Comment: The Essential Role of Policy Evaluation for the 2020 Census Disclosure Avoidance System

Our response to boyd and Sarathy (2022) is now published in the HDSR!

Authors
Affiliations

Christopher T. Kenny

Department of Government, Harvard University

Department of Political Science, Yale University

Cory McCartan

Department of Statistics, Harvard University

Evan Rosenman

Harvard Data Science Initiative

Tyler Simko

Department of Government, Harvard University

Kosuke Imai

Departments of Government and Statistics, Harvard University

Published

January 31, 2023

We’re excited to share that Comment: The Essential Role of Policy Evaluation for the 2020 Census Disclosure Avoidance System is now available at the Harvard Data Science Review. We discuss boyd and Sarathy (2022), addressing both factual inaccuracies in their work and their contention that disagreements over privacy in the 2020 Census are primarily academic issues.

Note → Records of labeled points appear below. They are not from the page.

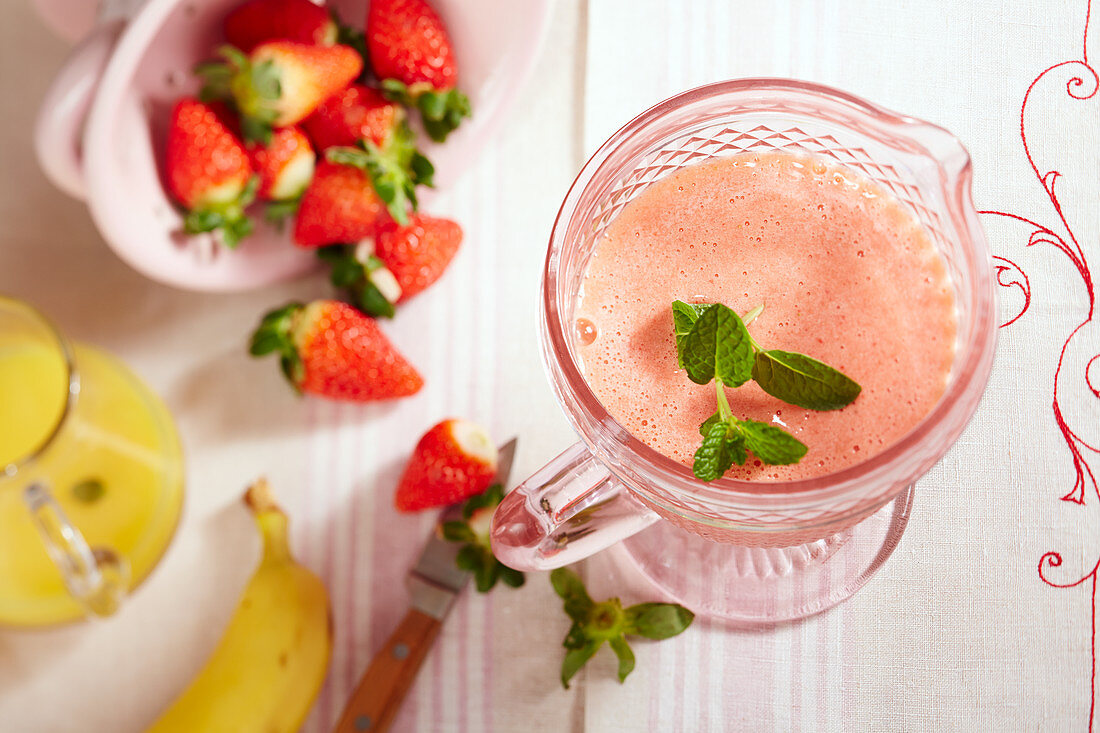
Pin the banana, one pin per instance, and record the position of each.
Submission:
(273, 657)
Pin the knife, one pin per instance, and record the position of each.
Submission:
(433, 584)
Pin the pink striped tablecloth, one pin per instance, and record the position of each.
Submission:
(985, 619)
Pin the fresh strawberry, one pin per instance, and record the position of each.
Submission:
(395, 264)
(419, 252)
(300, 21)
(411, 53)
(279, 83)
(285, 165)
(339, 206)
(208, 171)
(385, 146)
(476, 553)
(330, 349)
(354, 267)
(452, 461)
(355, 113)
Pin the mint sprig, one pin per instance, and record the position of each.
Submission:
(607, 621)
(475, 554)
(713, 342)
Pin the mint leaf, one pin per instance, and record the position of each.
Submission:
(708, 423)
(487, 499)
(684, 316)
(457, 532)
(658, 620)
(722, 447)
(486, 573)
(512, 577)
(576, 658)
(622, 651)
(771, 445)
(803, 381)
(717, 346)
(569, 586)
(88, 491)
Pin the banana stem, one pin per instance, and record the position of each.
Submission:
(271, 520)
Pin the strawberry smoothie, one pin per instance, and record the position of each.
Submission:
(846, 274)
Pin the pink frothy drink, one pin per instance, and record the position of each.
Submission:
(855, 227)
(846, 273)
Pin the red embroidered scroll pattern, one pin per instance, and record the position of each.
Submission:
(1082, 84)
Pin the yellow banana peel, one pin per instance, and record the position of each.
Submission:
(272, 660)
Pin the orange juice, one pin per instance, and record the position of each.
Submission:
(110, 457)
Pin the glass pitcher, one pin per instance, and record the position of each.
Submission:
(741, 550)
(90, 476)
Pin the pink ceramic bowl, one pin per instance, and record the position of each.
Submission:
(100, 130)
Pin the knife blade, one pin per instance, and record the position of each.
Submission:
(433, 584)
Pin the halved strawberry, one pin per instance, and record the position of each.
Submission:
(359, 127)
(257, 21)
(279, 83)
(208, 171)
(411, 53)
(285, 167)
(355, 113)
(395, 264)
(328, 348)
(419, 252)
(453, 460)
(395, 170)
(372, 286)
(339, 206)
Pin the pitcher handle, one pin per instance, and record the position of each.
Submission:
(570, 509)
(96, 578)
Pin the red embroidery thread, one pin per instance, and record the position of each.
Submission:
(1082, 85)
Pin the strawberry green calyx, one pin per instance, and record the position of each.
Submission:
(277, 212)
(365, 277)
(228, 218)
(441, 110)
(395, 170)
(276, 335)
(607, 621)
(254, 89)
(475, 554)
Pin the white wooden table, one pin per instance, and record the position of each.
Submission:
(957, 632)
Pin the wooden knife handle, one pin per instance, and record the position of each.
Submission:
(374, 703)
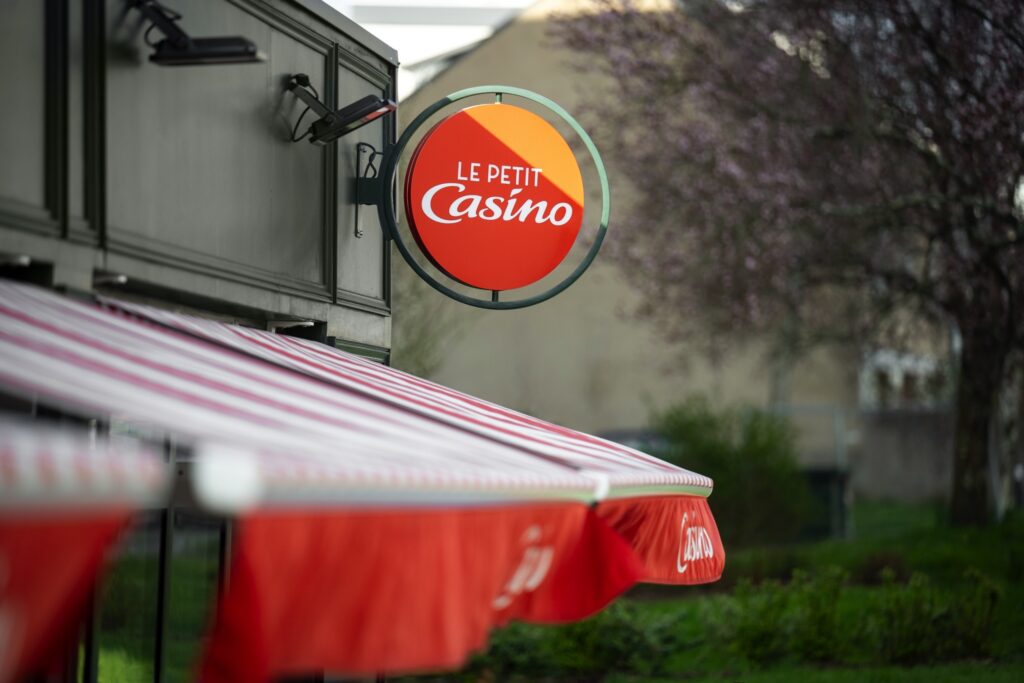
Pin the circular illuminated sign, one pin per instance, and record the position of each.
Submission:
(495, 197)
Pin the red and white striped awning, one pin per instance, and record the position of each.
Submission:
(627, 471)
(65, 496)
(398, 521)
(648, 501)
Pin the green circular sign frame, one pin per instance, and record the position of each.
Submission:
(389, 220)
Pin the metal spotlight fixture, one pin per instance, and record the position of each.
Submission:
(333, 125)
(178, 49)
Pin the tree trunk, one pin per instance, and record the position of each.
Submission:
(980, 375)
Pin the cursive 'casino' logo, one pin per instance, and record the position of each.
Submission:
(694, 544)
(495, 197)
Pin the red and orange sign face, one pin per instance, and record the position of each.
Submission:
(495, 197)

In “Differential Perspectives: Epistemic Disconnects Surrounding the U.S. Census Bureau’s Use of Differential Privacy,” boyd and Sarathy argue that empirical evaluations of the Census Disclosure Avoidance System (DAS), including our published analysis (Kenny et al., 2021b), failed to recognize that the benchmark data against which the 2020 DAS was evaluated is never a ground truth of population counts. In this commentary, we explain why policy evaluation, which was the main goal of our analysis, is still meaningful without access to a perfect ground truth. We also point out that our evaluation leveraged features specific to the decennial census and redistricting data, such as block-level population invariance under swapping and voter file racial identification, better approximating a comparison with the ground truth. Lastly, we show that accurate statistical predictions of individual race based on the Bayesian Improved Surname Geocoding, while not a violation of differential privacy, substantially increases the disclosure risk of private information the Census Bureau sought to protect. We conclude by arguing that policymakers must confront a key trade-off between data utility and privacy protection, and an epistemic disconnect alone is insufficient to explain disagreements between policy choices.